Image-text retrieval is a fundamental task in image understanding. This task aims to retrieve the most relevant information from another modality based on the given image or text. Recent approaches focus on training large neural networks to bridge the gap between visual and textual domains. However, these models are computationally expensive and not explainable regarding how the data from different modalities are aligned. End-to-end optimized models, such as large neural networks, can only output the final results, making it difficult for humans to understand the reasoning behind the model’s predictions.

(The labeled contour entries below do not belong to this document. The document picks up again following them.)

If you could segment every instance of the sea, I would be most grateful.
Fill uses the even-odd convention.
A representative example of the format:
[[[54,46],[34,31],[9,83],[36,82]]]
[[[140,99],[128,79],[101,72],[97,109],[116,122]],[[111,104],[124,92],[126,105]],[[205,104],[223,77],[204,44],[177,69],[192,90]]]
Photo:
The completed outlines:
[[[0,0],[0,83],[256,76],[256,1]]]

Hence, we propose a green learning solution, Green Multi-Modal Alignment (GMA), for computational efficiency and mathematical transparency. We reduce trainable parameters to 3% compared to fine-tuning the whole image and text encoders. The model is composed of three modules, including (1) Clustering, (2) Feature Selection, and (3) Alignment. The clustering process divides the whole dataset into subsets by choosing similar image and text pairs, reducing the training sample’s divergence. The second module, feature selection, reduces the feature dimension and mitigates the computational requirements. The importance of each feature can be interpreted as statistical evidence supporting our reasoning. The alignment is conducted by linear projection, which guarantees the inverse projection in both direction retrievals, namely image-to-text and tex-to-image retrievals.
Experimental results show that our model can outperform the SOTA retrieval models in text-to-image and image-to-text retrieval on the Flick30k and MS-COCO datasets. Besides, our alignment process can incorporate visual and text encoder models trained separately and generalize well to unseen image-text pairs.